Barrier synchronization is a problem that comes up in high-performance parallel computing. The Harmony model checker uses it. A barrier is almost the opposite of a critical section: the intention is to get a group of threads to run some code at the same time, instead of having them execute it one at a time. More precisely, with barrier synchronization, the threads execute in rounds. Between each round, there is a so-called barrier where threads wait until all threads have completed the previous round and reached the barrier---before they start the next round. For example, in an iterative matrix algorithm, the matrix may be cut up into fragments. During a round, the threads run concurrently, one for each fragment. The next round is not allowed to start until all threads have completed processing their fragment.

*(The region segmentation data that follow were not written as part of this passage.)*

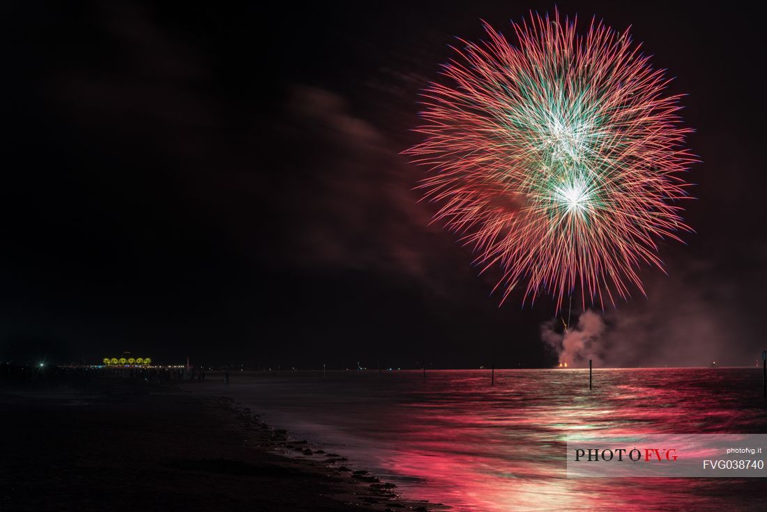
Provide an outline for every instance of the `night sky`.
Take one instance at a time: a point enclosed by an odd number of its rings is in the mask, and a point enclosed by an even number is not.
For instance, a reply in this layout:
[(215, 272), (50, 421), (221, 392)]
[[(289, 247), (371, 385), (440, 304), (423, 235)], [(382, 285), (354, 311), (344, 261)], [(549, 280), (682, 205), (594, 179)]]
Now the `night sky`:
[[(455, 36), (544, 2), (5, 2), (0, 360), (276, 368), (548, 366), (554, 304), (498, 273), (413, 187), (418, 94)], [(765, 67), (746, 4), (558, 4), (632, 25), (686, 93), (703, 163), (669, 276), (607, 306), (615, 365), (753, 365), (767, 348)], [(587, 305), (588, 306), (588, 305)], [(582, 304), (574, 305), (580, 311)], [(600, 311), (600, 315), (603, 315)]]

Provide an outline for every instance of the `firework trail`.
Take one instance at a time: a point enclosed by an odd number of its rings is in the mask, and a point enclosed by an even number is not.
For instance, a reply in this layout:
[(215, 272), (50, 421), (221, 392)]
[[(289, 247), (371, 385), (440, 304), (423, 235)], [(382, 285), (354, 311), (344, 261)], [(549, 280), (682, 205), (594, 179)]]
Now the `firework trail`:
[(499, 265), (502, 302), (526, 282), (523, 302), (548, 293), (562, 306), (578, 288), (585, 304), (614, 304), (643, 263), (662, 269), (657, 240), (690, 231), (676, 200), (696, 161), (680, 95), (650, 67), (627, 31), (531, 15), (512, 45), (462, 41), (443, 65), (446, 84), (423, 93), (426, 136), (405, 153), (430, 173), (420, 184), (436, 219), (476, 250), (483, 271)]

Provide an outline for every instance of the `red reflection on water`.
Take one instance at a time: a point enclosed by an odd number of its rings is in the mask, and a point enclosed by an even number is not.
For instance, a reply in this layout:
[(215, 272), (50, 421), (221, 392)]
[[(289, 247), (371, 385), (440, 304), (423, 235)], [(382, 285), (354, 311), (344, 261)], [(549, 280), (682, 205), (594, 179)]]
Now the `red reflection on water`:
[(583, 370), (496, 370), (492, 387), (486, 371), (401, 372), (262, 380), (237, 398), (408, 497), (456, 510), (757, 510), (759, 479), (568, 479), (565, 443), (571, 434), (765, 433), (760, 379), (752, 368), (597, 370), (589, 390)]

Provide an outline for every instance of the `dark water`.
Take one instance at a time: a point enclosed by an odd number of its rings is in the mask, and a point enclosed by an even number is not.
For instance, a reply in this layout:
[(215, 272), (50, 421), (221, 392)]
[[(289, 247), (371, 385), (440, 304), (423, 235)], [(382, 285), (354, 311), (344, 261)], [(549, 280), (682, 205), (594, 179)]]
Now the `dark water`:
[[(235, 374), (216, 391), (459, 510), (767, 510), (765, 479), (568, 479), (565, 437), (765, 434), (761, 368)], [(209, 386), (206, 386), (209, 389)]]

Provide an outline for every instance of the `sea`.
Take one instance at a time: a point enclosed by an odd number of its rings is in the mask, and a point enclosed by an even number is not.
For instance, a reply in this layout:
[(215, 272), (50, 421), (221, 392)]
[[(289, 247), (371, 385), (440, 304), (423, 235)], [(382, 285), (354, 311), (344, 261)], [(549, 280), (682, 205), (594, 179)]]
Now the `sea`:
[(767, 434), (760, 368), (595, 369), (591, 389), (588, 369), (559, 368), (230, 372), (204, 388), (449, 510), (767, 510), (764, 478), (566, 473), (568, 434)]

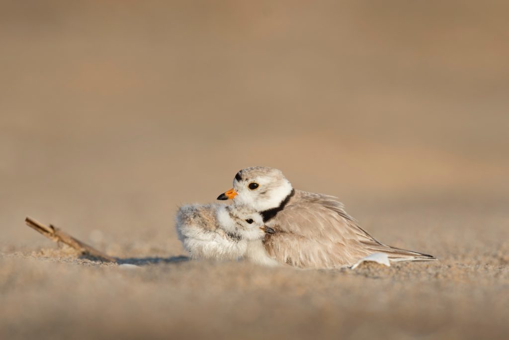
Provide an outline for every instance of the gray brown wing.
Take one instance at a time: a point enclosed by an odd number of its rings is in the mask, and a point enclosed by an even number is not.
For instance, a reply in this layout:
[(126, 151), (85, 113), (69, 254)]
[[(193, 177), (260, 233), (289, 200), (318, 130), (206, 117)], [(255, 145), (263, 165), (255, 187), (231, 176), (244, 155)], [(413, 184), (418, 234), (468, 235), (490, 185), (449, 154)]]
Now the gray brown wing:
[(392, 261), (433, 260), (430, 256), (390, 247), (359, 227), (335, 197), (301, 192), (270, 221), (276, 233), (265, 241), (267, 252), (280, 263), (304, 268), (350, 265), (374, 252)]

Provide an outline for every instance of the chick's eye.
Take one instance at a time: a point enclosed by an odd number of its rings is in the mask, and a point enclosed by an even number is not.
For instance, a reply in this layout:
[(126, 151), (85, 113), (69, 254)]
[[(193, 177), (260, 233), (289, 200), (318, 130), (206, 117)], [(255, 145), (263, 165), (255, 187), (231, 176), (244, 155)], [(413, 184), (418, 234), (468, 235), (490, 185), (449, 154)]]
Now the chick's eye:
[(258, 188), (258, 186), (259, 186), (258, 183), (254, 183), (253, 182), (252, 183), (249, 183), (249, 185), (247, 186), (247, 187), (250, 189), (251, 190), (254, 190), (255, 189)]

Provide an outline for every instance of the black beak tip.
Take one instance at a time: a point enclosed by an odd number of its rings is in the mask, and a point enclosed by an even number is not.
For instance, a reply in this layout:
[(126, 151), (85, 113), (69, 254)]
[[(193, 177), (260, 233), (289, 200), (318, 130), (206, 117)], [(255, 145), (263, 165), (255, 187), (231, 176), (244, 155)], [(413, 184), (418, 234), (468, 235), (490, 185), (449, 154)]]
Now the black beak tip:
[(274, 231), (274, 229), (272, 229), (270, 226), (265, 226), (265, 232), (267, 233), (267, 234), (275, 234), (276, 233), (275, 231)]
[(224, 193), (221, 193), (220, 195), (217, 196), (217, 200), (219, 201), (226, 201), (228, 199), (228, 196), (225, 195)]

A barrier is used as follows:

  • b = Barrier(n): initialize a barrier b for a collection of n threads;

  • bwait(?b): wait until all threads have reached the barrier

barriertest.hny
import barrier

const NTHREADS = 3
const NROUNDS = 4

round = [0,] * NTHREADS
invariant (max(round) - min(round)) <= 1

barr = barrier.Barrier(NTHREADS)

def thread(self):
    for r in {0..NROUNDS-1}:
        barrier.bwait(?barr)
        round[self] += 1

for i in {0..NTHREADS-1}:
    spawn thread(i)
Figure 21.1 (code/barriertest.hny): Test program for Figure 21.2

Figure 21.1 is a test program for barriers. It uses an integer array round with one entry per thread. Each thread, in a loop, waits for all threads to get to the barrier before incrementing its round number. If the barrier works as advertised, two threads should never be more than one round apart.

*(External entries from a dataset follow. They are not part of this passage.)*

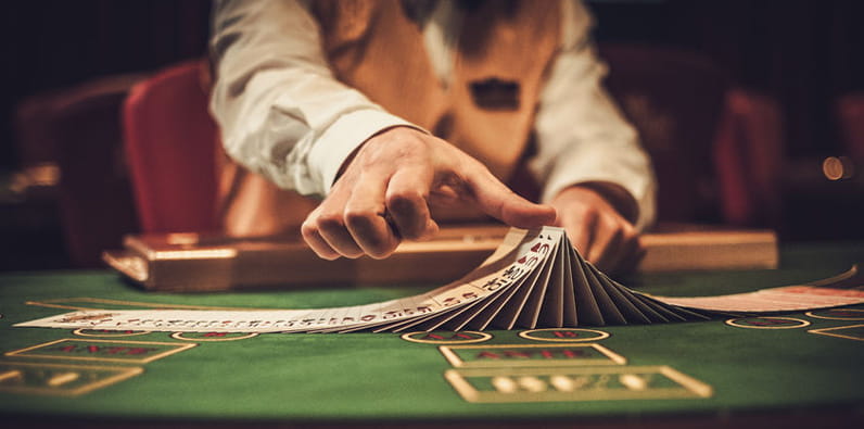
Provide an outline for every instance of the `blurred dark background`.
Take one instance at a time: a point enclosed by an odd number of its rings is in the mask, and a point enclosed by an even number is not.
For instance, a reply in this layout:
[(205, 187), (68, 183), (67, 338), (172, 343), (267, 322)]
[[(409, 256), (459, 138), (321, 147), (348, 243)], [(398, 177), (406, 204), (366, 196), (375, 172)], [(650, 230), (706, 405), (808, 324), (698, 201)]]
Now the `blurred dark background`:
[[(595, 0), (588, 5), (598, 23), (599, 43), (696, 52), (713, 62), (735, 87), (776, 103), (783, 118), (778, 216), (749, 226), (774, 228), (785, 241), (864, 238), (864, 137), (850, 136), (855, 127), (844, 125), (841, 114), (841, 106), (854, 112), (854, 101), (864, 93), (864, 2)], [(69, 215), (62, 206), (74, 203), (67, 192), (74, 185), (64, 188), (56, 168), (84, 149), (56, 148), (51, 142), (52, 136), (66, 130), (79, 131), (76, 126), (85, 119), (61, 117), (48, 136), (39, 135), (42, 121), (54, 117), (58, 99), (71, 103), (92, 94), (89, 83), (104, 85), (107, 79), (114, 93), (123, 93), (130, 83), (162, 67), (202, 58), (211, 3), (30, 0), (4, 9), (0, 270), (99, 266), (98, 255), (71, 255), (69, 240), (87, 237), (71, 238), (66, 230)], [(105, 133), (117, 134), (117, 127), (106, 122)], [(101, 157), (106, 161), (91, 168), (105, 169), (123, 185), (122, 153)], [(75, 165), (81, 167), (80, 162)], [(79, 203), (100, 204), (99, 199), (86, 201), (87, 193), (75, 195)], [(131, 201), (122, 187), (99, 195), (127, 206)], [(117, 237), (135, 231), (130, 207), (104, 212), (89, 222), (106, 230), (119, 228), (110, 231)], [(118, 240), (113, 244), (119, 247)]]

When implementing a barrier, a complication to worry about is that a barrier can be used over and over again. If this were not the case, then a solution based on a lock, a condition variable, and a counter initialized to the number of threads could be used. The threads would decrement the counter and wait on the condition variable until the counter reaches 0.

barrier.hny
from synch import *

def Barrier(required) returns barrier:
    barrier = {
        .mutex: Lock(), .cond: Condition(),
        .required: required, .left: required, .cycle: 0
    }

def bwait(b):
    acquire(?b->mutex)
    b->left -= 1
    if b->left == 0:
        b->cycle = (b->cycle + 1) % 2
        b->left = b->required
        notifyAll(?b->cond)
    else:
        let cycle = b->cycle:
            while b->cycle == cycle:
                wait(?b->cond, ?b->mutex)
    release(?b->mutex)
Figure 21.2 (code/barrier.hny): Barrier implementation

Figure 21.2 shows how one might implement a reusable barrier. Besides a counter .left that counts how many threads still have to reach the barrier, it uses a counter .cycle that is incremented after each use of the barrier---to deal with the complication above. The last thread that reaches the barrier restores .left to the number of threads (.required) and increments the cycle counter. The other threads are waiting for the cycle counter to be incremented. The cycle counter is allowed to wrap around---in fact, a single bit suffices for the counter.

barriertest2.hny
import barrier

const NTHREADS = 3
const NROUNDS = 4

round = [0,] * NTHREADS
invariant (max(round) - min(round)) <= 1

phase = 0
barr = barrier.Barrier(NTHREADS)

def thread(self):
    for r in {0..NROUNDS-1}:
        if self == 0:                # coordinator prepares
            phase += 1
        barrier.bwait(?barr)         # enter parallel work
        round[self] += 1
        assert round[self] == phase
        barrier.bwait(?barr)         # exit parallel work

for i in {0..NTHREADS-1}:
    spawn thread(i)
Figure 21.3 (code/barriertest2.hny): Demonstrating the double-barrier pattern

A common design pattern with barriers in parallel programs, demonstrated in Figure 21.3, is to use the barrier twice in each round. Before a round starts, one of the threads---let's call it the coordinator---sets up the work that needs to be done while the other threads wait. Then all threads do the work and go on until they reach a second barrier. The second barrier is used so the coordinator can wait for all threads to be done before setting up the work for the next round.

Exercises

21.1 Implement barrier synchronization for N threads with just three binary semaphores. Busy waiting is not allowed. Can you implement barrier synchronization with two binary semaphores? (As always, the Little Book of Semaphores is a good resource for solving synchronization problems with semaphores. Look for the double turnstile solution.)

21.2 Imagine a pool hall with N tables. A table is full from the time there are two players until both players have left. When someone arrives, they can join a table that is not full, preferably one that has a player ready to start playing. Implement a simulation of such a pool hall.